Dreyer Bo, Brox Vigdis, Tranebjaerg Lisbeth, Rosenberg Thomas, Sadeghi Andrè M, Möller Claes, Nilssen Oivind
Department of Medical Genetics, Institute of Clinical Medicine, University of Tromsø, NO-9037 Tromsø, Norway.
Hum Mutat. 2008 Mar;29(3):451. doi: 10.1002/humu.9524.

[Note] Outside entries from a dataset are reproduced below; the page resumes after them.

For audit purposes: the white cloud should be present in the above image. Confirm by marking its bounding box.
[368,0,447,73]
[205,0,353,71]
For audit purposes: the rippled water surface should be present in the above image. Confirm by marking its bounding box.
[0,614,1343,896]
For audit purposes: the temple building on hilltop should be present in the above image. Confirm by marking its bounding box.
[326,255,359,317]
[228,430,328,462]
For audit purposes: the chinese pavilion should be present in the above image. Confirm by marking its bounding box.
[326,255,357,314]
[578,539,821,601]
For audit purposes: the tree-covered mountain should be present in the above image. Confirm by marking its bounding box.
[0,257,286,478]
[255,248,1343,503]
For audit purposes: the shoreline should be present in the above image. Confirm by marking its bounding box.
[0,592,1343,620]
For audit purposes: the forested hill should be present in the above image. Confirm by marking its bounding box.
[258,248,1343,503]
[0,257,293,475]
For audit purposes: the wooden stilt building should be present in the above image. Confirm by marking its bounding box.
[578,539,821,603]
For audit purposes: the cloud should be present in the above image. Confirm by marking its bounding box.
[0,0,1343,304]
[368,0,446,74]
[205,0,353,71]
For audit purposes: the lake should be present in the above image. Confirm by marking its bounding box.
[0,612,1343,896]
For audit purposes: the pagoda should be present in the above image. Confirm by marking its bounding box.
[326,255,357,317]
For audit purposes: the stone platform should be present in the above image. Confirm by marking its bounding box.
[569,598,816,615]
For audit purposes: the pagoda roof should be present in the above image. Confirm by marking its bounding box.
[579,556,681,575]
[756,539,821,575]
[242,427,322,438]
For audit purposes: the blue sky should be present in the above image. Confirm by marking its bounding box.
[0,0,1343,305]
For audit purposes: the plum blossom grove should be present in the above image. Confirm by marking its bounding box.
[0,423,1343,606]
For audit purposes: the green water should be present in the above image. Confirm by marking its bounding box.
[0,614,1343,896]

Usher syndrome type II (USH2) is an autosomal recessive disorder, characterised by moderate to severe high-frequency hearing impairment, normal balance function and progressive visual impairment due to retinitis pigmentosa. Usher syndrome type IIa, the most common subtype, is defined by mutations in the USH2A gene encoding a short and a recently discovered long usherin isoform comprising 21 and 73 exons, respectively. More than 120 different disease-causing mutations have been reported, however, most of the previous reports concern mutations restricted to exons 1-21 of the USH2A gene. To explore the spectrum of USH2A disease-causing mutations among Scandinavian USH2 cases, patients from 118 unrelated families of which 27 previously had been found to carry mutations in exons 1-21 were subjected to extensive DNA sequence analysis of the full size USH2A gene. Altogether, 122 USH2A DNA sequence alterations were identified of which 57 were predicted to be disease-causing, 7 were considered to be of uncertain pathogenicity and 58 were predicted to be benign variants. Of 36 novel pathogenic USH2A mutations 31 were located in exons 22-73, specific to the long isoform. USH2A mutations were identified in 89/118 (75.4%) families. In 79/89 (88.8%) of these families two pathogenic mutations were identified whereas in 10/89 (11.2%) families the second mutation remained unidentified. In 5/118 (4.2%) families the USH phenotype could be explained by mutations in the USH3A gene. The results presented here provide a comprehensive picture of the genetic aetiology of Usher syndrome type IIA in Scandinavia as it is known to date.
II型Usher综合征(USH2)是一种常染色体隐性疾病,其特征为中度至重度高频听力损伤、平衡功能正常以及因色素性视网膜炎导致的进行性视力损伤。IIa型Usher综合征是最常见的亚型,由USH2A基因突变所定义,该基因编码一种短的和最近发现的长的usherin异构体,分别包含21个和73个外显子。已报道了120多种不同的致病突变,然而,之前的大多数报道涉及仅限于USH2A基因第1至21外显子的突变。为了探究斯堪的纳维亚USH2病例中USH2A致病突变的谱,对来自118个无关家庭的患者进行了全长USH2A基因的广泛DNA序列分析,其中27个家庭之前已被发现携带第1至21外显子的突变。总共鉴定出122个USH2A DNA序列改变,其中57个被预测为致病的,7个被认为致病可能性不确定,58个被预测为良性变异。在36个新的致病USH2A突变中,31个位于第22至73外显子,这是长异构体特有的。在89/118(75.4%)的家庭中鉴定出USH2A突变。在这些家庭中的79/89(88.8%)中鉴定出两个致病突变,而在10/89(11.2%)的家庭中第二个突变仍未被鉴定。在5/118(4.2%)的家庭中,USH表型可由USH3A基因的突变来解释。此处呈现的结果提供了迄今为止所知的斯堪的纳维亚IIA型Usher综合征遗传病因的全面情况。